A few examples of frequently underestimated or overlooked costs that get startups into trouble are:
Fundraising related costs such as due diligence or legal fees
Taxes such as VAT on taxable expense items (e.g. consulting services), annual corporate tax, if profit generating
Mandatory people costs such as national insurance and pension contributions
Ignoring costs related to upskilling and training employees
Not accounting for increased expenses associated with external softwares used or increase in supplier bills
Relying on ad-hoc spreadsheets and processes
Spreadsheets are the most common tool for early-stage startup founders to track their burn rate and thereby project their runway. Spreadsheets carry inherent risk of manual errors or broken formulas that can result in wrong numbers and misleading business insights.
Not having a well-structured spreadsheet template and a well laid-out process to regularly update the information in a consistent way only amplifies the risk of working with incorrect information.
To avoid the risk of having wrong numbers for your decision-making, implement a structured template for tracking your burn rate. For building this template, you can leverage techniques such as macros and expense categorisation to avoid getting lost and not being able to see the wood from the trees.
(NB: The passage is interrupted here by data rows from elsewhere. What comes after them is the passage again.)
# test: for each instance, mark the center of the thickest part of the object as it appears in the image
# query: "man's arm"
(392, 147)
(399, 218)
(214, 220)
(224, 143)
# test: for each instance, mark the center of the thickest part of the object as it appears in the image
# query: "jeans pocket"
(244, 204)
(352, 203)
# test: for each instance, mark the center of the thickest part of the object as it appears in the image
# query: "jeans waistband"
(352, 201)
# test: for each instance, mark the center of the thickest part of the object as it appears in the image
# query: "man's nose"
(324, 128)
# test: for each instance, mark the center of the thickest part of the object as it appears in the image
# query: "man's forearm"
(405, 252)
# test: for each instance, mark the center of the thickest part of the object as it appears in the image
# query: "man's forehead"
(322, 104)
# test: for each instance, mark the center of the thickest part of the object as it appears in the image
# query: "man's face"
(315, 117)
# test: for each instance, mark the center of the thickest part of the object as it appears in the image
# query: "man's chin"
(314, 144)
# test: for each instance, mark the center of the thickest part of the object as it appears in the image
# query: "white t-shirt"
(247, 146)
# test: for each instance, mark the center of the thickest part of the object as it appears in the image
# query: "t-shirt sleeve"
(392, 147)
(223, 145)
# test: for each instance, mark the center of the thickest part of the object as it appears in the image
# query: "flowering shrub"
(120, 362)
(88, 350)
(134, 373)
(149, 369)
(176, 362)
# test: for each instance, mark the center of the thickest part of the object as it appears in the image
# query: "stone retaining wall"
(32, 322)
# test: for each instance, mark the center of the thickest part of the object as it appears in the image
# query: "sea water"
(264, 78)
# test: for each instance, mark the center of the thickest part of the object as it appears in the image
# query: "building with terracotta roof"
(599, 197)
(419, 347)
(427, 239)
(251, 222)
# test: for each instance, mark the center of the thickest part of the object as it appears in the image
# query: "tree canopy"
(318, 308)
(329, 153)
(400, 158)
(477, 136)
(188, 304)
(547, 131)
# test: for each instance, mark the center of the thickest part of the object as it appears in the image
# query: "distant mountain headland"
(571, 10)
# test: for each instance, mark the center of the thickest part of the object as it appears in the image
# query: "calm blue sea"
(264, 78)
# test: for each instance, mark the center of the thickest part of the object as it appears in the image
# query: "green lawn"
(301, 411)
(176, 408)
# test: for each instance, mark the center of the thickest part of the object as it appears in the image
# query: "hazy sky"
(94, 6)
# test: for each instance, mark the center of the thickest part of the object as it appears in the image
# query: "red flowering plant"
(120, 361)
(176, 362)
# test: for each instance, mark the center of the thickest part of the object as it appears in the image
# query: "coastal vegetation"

A well-structured burn rate and runway tracker is also an asset when raising capital. It demonstrates a founder’s ability to manage the business efficiently and a finger on the pulse of cash in and out. Without such a system in place you can expect to face a barrage of uncomfortable questions that you may not be prepared for.
In summary, entrepreneurship is inherently risky and it's extremely difficult to predict when things will go awry. With that in mind, startup founders need to always have an eye on the future while projecting startup runway. Avoiding the three pitfalls highlighted in this article will enable you to maintain a tight grip on your burn rate and arrive at a realistic runway projection.